航空業界に流れる中国に転職の噂 パイロット大量退職「2030年問題」乗り切りに奨学金

 操縦士育英会によれば、6私大(桜美林、東海、崇城、千葉科学、法政、第一工業)の14年度入学者数は100人で定員充足率(100%未満は定員割れ)は66.7%にとどまった。しかし、皮肉にも同年のLCC大量減便でパイロット不足と私大の養成コースの認知が広まり、15年度以降は定員充足率は9割超えで推移している。

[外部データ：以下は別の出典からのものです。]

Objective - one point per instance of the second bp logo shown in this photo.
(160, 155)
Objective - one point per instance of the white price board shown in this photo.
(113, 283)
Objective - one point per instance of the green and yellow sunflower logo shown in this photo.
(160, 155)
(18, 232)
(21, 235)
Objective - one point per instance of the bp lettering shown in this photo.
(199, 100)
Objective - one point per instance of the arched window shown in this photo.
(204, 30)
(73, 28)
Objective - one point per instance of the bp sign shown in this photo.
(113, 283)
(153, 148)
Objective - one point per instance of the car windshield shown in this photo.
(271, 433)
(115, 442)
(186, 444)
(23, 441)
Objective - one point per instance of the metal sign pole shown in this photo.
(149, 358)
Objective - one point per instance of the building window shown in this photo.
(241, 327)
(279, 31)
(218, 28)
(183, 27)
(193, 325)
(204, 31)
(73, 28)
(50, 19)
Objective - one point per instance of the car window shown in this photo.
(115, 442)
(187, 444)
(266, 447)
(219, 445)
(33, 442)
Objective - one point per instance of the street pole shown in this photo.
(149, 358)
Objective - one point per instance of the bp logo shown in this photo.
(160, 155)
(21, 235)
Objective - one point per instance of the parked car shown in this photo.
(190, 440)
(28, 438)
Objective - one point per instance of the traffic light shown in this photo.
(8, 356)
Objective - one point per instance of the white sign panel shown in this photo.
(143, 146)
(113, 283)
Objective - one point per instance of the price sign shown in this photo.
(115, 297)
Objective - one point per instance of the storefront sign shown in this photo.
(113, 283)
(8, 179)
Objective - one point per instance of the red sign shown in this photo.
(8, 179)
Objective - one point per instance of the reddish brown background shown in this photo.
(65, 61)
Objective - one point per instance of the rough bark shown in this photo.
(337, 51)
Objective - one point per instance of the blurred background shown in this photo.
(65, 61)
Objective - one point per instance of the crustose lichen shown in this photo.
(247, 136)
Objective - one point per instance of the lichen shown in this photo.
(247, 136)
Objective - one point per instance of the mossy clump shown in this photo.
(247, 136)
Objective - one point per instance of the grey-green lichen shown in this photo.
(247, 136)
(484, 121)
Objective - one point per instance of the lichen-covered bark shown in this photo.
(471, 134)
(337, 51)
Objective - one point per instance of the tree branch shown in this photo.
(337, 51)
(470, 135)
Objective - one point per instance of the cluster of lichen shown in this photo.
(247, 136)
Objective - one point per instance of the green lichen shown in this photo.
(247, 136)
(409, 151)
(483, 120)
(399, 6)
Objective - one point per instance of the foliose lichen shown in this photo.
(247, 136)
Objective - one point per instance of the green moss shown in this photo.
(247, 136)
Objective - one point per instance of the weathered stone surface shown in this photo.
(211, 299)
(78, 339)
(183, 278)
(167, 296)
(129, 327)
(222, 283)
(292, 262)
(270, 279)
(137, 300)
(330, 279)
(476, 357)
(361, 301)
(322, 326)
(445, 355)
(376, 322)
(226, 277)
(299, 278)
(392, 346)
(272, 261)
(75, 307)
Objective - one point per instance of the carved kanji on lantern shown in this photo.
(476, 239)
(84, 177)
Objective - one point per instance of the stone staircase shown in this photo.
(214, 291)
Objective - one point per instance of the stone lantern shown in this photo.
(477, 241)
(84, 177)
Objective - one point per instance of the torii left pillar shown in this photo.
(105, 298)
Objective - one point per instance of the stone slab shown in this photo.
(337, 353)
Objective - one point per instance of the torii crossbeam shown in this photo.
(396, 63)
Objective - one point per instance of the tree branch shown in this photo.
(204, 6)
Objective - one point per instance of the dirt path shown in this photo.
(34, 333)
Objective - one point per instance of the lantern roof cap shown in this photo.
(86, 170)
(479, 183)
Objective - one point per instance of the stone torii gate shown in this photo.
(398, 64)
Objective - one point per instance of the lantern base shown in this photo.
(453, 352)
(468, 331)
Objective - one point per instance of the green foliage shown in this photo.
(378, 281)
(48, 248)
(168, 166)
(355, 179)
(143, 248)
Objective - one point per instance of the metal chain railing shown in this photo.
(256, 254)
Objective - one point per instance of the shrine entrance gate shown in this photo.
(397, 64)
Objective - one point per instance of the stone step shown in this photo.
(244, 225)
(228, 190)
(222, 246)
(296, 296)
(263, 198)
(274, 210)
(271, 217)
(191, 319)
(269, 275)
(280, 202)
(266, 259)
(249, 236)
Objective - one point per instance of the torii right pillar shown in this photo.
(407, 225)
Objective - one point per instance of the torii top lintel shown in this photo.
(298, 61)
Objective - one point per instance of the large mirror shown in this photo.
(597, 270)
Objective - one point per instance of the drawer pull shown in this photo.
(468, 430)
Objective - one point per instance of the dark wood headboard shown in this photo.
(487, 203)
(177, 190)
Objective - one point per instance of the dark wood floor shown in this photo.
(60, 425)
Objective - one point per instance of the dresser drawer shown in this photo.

 パイロット養成ニーズの高まりを受け、工学院大が19年4月、先進工学部機械理工学科に「航空理工学専攻」(募集定員20人)を新設する。他大学と異なり、同大では固定翼か回転翼(ヘリコプター)のどちらの免許を取るかは入学後に選択。さらに、国内航空会社パイロットを目指す場合に必要な事業用免許(固定翼)は、同大卒業後に提携先での訓練後というカリキュラムのため、在学中の訓練費は500万円ほど。卒業後も訓練費用約1000万円が必要となるが「卒業後すぐでも、一度就職して経済的に自立してからでも訓練できる」(同大広報)ため、保護者の経済的負担感は軽くなる。